On Thu, 6 Jan 1994, Simon L Peyton Jones wrote:
> OK, here's my example. I hope it's right. I was writing a compiler
> pass which looked at a data type something like
>
> data Expr = Let Bind Expr
> | ...
>
> data Bind = MkBind String Expr
>
> Then I had three functions, written in continuation-passing styule, as
> follows:
>
> doBinds :: [Bind] -> [Bind]
> doBinds (b:bs) = doBindAndScope b (\b' -> b' : doBinds bs)
>
> doExpr :: Expr -> Expr
> doExpr (Let b e) = doBindAndScope b (\b' -> Let b' (doExpr e))
>
> doBindAndScope :: Bind -> (Bind -> a) -> a
> doBindAndScope (MkBind s e) cont = cont (MkBind s (doExpr e))
>
> The trouble is that the mutual recursion between
>
> doBindsAndScope doExpr
>
> means that doBindsAndScope can't be as polymorphic as its type
> signature says it should be. But if it isn't that polymorphic, the
> call in doBinds is illegal.
>
> I solved it like this (UTTERLY YUK YUK), by encapsulating the polymorphism
> in a fixed data type which simply tags the various expected types at
> which the function can be called. Not only is this really quite obscure,
> but it also is inefficient at runtime.
Hmm...very irritating. An alternative to Simon's solution would be:
doBinds (b:bs) = doBindAndScope b doExpr (\b' -> b' : doBinds bs)
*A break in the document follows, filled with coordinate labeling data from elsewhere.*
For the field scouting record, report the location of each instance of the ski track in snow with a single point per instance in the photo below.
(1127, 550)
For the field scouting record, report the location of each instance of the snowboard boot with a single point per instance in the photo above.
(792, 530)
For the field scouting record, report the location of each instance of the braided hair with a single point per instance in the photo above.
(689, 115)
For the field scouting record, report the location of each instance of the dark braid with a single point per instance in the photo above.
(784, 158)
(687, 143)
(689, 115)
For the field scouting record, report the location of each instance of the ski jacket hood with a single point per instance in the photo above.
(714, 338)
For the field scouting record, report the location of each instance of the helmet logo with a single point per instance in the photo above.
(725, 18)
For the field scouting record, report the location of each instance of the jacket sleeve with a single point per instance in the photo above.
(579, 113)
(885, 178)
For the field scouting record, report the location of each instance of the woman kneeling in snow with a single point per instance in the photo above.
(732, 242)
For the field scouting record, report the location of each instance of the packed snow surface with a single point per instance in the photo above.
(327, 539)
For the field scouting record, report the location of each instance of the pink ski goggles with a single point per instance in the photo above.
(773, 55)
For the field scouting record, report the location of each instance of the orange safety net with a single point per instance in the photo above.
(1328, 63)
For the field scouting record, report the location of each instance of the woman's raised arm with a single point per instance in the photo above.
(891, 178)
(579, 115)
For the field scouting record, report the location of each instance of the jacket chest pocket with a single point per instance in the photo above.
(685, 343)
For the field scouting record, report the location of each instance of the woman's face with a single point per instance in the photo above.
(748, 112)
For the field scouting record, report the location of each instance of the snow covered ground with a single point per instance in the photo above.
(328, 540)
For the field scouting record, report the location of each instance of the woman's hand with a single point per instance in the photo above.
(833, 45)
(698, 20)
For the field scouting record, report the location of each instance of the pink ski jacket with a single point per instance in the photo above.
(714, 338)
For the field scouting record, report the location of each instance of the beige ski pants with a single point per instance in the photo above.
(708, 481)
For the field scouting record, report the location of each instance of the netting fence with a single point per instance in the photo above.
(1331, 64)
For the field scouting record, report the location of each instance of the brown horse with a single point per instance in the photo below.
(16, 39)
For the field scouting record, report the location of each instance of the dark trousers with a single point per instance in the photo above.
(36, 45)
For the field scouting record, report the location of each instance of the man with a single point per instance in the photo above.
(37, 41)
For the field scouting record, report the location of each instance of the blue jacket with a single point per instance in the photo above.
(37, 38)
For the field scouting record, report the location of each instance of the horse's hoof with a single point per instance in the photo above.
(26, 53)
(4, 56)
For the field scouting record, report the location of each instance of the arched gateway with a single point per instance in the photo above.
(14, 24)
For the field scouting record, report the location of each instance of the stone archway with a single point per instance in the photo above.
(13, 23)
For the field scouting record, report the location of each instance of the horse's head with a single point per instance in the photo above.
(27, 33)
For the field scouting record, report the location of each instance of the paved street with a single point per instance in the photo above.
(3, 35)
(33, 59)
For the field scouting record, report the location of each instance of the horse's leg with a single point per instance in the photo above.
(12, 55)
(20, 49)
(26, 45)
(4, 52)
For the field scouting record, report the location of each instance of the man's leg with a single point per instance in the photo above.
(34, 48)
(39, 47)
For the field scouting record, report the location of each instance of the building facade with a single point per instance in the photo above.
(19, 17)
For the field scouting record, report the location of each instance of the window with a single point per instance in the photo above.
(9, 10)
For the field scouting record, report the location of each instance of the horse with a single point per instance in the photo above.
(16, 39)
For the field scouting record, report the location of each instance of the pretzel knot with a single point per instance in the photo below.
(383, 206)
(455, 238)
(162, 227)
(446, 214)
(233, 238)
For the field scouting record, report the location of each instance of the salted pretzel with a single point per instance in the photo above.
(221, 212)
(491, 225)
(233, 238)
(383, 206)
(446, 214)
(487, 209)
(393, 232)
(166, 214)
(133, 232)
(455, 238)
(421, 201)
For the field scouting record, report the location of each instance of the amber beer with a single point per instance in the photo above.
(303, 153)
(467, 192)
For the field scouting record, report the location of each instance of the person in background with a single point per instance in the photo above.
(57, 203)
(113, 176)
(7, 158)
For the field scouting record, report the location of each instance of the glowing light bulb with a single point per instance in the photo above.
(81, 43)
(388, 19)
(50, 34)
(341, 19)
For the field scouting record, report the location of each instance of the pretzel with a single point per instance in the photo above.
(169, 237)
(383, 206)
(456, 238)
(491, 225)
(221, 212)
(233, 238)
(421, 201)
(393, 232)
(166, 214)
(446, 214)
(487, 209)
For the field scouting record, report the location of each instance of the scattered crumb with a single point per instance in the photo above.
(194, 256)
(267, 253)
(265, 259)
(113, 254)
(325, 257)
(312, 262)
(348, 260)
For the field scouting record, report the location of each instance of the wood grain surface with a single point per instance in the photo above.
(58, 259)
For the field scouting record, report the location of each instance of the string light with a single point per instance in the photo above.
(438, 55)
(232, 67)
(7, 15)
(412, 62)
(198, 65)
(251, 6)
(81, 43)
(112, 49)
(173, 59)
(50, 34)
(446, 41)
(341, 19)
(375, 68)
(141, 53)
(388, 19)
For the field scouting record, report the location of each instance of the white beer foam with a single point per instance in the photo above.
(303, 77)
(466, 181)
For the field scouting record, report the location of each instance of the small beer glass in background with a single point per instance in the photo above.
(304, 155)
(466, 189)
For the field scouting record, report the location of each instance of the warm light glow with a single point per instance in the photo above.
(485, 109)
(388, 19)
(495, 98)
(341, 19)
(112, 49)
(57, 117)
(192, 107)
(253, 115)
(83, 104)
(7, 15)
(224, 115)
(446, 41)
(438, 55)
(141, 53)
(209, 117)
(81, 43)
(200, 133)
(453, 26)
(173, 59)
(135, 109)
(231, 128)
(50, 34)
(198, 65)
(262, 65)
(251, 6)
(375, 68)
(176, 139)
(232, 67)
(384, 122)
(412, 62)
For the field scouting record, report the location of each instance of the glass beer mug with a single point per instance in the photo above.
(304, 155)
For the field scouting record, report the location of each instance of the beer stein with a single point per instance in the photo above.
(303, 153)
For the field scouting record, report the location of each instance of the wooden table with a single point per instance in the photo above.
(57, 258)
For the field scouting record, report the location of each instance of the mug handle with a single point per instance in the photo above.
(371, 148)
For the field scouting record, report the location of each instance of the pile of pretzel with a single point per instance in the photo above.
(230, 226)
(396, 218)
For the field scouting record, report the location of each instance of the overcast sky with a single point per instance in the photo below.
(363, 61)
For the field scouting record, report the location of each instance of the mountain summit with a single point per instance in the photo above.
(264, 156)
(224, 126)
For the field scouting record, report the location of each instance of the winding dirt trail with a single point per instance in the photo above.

doExpr (Let b e) = doBindAndScope b doExpr (\b' -> Let b' (doExpr e))
doBindAndScope :: Bind -> (Expr -> Expr) -> (Bind -> a) -> a
doBindAndScope (MkBind s e) f cont = cont (MkBind s (f e))
This works by removing the mutual recursion at the expense of
introducing an unwanted additional parameter. Maybe not UTTERLY
horrible but still not very nice.
OK - I'm convinced that allowing polymorphic recursion in the presence
of type signatures is useful, so perhaps it would be worth complicating
the type system a bit to allow it. After all, what's a bit of extra
complexity when there's so much in there already :-).